Calling the RDS Module
For easier database layer deployment across several regions, we use modular configurations to provision both the primary database and a replica in a failover region. This approach emphasizes how the replica relies on resources provisioned in its own region and combines with previously created resources.
module "rds" {
source = "../../modules/rds"
db_password = module.instance_profile.secret.DB_PASSWORD
db_username = module.instance_profile.secret.DB_USERNAME
rds_identifier = var.rds_identifier
web_server_security_group_id = module.launch_template.web_server_security_group_id
vpc_id = module.vpc.vpc_id
private_subnet_ids = module.vpc.private_subnet_ids
environment = var.environment
instance_role = "primary"
providers = {
aws = aws.primary
}
}
module "rds_secondary" {
source = "../../modules/rds"
rds_identifier = var.rds_identifier
web_server_security_group_id = module.launch_template.web_server_security_group_id
vpc_id = module.vpc_secondary.vpc_id
private_subnet_ids = module.vpc_secondary.private_subnet_ids
environment = var.environment
instance_role = "replica"
create_replica = true
source_db = module.rds.rds_instance.arn
providers = {
aws = aws.secondary
}
}
Conclusion
By modularizing our infrastructure, we were able to effectively extend it across different regions while retaining simplicity and consistency.
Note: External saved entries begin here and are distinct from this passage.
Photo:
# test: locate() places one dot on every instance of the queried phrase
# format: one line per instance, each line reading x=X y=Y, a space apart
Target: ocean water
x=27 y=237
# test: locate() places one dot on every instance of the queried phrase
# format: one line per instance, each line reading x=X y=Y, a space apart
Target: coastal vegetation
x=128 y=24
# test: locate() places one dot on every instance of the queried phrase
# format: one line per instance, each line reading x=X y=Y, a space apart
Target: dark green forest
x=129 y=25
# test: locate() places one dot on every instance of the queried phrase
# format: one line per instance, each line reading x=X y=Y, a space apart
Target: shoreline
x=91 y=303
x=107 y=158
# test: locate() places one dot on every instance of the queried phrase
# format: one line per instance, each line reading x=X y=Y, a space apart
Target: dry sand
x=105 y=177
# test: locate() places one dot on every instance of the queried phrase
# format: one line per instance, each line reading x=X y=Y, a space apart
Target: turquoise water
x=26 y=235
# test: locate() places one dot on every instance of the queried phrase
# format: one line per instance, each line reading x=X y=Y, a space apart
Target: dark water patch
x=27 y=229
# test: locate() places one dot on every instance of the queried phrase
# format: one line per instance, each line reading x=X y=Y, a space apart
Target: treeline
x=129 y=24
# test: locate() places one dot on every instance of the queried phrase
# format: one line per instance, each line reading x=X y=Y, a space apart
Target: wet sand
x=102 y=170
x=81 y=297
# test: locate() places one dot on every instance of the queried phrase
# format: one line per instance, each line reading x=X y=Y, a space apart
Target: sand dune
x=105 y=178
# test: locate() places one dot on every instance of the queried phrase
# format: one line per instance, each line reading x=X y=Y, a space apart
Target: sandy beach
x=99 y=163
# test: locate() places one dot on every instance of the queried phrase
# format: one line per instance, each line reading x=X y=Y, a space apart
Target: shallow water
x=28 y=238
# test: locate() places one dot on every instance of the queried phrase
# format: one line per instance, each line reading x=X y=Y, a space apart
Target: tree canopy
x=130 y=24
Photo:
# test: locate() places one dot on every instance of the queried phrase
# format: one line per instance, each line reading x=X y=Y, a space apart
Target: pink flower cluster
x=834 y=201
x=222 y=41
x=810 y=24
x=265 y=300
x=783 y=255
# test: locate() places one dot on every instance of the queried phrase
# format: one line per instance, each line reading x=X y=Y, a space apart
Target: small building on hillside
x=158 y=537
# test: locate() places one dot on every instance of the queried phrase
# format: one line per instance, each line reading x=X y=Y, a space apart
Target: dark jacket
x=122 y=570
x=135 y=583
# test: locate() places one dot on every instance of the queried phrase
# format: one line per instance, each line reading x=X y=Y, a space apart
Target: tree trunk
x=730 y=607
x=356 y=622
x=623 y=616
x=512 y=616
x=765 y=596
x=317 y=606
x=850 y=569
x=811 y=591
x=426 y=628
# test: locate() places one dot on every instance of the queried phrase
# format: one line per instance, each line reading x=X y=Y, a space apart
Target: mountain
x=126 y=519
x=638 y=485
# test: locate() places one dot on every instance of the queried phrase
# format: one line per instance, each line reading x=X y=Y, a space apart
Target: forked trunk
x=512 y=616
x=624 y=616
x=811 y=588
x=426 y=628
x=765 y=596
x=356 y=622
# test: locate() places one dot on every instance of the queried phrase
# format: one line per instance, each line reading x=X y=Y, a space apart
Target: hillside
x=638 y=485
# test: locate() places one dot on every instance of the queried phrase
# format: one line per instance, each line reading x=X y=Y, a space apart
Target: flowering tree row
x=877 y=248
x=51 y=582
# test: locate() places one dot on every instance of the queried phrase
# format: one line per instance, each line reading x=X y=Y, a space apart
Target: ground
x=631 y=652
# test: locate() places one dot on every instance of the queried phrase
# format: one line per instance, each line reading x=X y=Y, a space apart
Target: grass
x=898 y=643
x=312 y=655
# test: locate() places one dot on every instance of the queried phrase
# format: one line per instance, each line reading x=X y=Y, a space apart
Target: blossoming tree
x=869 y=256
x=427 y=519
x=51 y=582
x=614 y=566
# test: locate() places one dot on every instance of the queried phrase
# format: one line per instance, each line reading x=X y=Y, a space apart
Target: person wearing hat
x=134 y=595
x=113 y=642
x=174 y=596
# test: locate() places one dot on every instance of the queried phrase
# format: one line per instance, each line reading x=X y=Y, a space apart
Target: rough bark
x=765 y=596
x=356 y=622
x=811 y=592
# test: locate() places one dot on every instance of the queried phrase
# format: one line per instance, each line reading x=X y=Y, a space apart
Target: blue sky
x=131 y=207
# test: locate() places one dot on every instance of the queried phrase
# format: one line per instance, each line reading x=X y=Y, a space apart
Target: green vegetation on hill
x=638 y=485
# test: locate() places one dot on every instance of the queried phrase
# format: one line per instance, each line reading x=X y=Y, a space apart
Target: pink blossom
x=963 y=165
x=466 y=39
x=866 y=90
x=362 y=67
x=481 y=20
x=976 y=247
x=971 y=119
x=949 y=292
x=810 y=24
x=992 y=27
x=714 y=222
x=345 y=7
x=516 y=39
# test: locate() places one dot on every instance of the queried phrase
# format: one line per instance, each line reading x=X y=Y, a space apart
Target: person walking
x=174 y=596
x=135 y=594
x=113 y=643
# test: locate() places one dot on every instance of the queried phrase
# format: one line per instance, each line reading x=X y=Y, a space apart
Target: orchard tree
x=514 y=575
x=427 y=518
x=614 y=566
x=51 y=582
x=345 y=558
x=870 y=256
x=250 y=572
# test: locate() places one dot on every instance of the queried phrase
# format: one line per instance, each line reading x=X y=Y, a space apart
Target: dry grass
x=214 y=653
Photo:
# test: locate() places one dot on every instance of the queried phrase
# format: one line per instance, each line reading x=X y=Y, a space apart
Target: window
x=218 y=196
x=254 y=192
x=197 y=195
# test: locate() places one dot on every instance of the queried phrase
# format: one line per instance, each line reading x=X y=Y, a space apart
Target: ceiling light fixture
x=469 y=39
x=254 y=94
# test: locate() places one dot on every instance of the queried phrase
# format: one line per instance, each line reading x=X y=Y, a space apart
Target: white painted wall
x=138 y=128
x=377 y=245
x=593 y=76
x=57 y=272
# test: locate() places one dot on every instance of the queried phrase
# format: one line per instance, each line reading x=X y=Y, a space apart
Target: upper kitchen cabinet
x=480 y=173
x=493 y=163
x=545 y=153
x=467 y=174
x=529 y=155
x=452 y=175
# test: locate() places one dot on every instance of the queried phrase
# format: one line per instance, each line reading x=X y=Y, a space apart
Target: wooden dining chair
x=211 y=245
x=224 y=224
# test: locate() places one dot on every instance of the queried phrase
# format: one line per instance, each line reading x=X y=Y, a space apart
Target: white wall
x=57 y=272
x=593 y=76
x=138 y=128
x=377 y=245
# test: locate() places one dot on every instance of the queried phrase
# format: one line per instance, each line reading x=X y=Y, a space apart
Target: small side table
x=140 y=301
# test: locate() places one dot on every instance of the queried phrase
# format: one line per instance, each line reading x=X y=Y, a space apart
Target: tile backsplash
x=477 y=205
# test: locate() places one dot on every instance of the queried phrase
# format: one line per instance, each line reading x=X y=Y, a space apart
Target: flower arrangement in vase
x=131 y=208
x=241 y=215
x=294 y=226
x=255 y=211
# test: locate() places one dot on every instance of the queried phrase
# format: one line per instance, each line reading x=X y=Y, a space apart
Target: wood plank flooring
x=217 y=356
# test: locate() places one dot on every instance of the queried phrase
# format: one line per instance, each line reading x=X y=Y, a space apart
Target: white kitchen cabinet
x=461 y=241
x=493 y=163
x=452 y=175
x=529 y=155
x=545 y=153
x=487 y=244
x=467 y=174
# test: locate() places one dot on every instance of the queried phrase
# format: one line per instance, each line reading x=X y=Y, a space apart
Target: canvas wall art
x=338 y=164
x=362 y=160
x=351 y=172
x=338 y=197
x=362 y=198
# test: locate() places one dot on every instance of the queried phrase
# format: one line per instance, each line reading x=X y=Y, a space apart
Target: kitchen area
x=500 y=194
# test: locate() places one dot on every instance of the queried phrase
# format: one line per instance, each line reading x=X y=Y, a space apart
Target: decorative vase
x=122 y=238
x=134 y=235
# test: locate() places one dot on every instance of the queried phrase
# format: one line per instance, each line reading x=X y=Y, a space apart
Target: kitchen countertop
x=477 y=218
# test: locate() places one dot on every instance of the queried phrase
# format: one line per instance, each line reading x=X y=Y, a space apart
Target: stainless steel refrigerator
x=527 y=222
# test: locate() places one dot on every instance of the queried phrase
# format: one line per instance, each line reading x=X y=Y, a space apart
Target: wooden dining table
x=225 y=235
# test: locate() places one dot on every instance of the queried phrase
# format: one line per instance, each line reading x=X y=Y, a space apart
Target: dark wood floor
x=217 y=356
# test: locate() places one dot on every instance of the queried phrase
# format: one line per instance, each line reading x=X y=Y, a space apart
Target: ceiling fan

The database layer connects easily with previously supplied resources, assuring both security and availability. The use of conditional logic enables us to reuse modules for both primary and replica databases, highlighting Terraform's modular design. This technique simplifies management while also enabling durable, scalable structures across regions.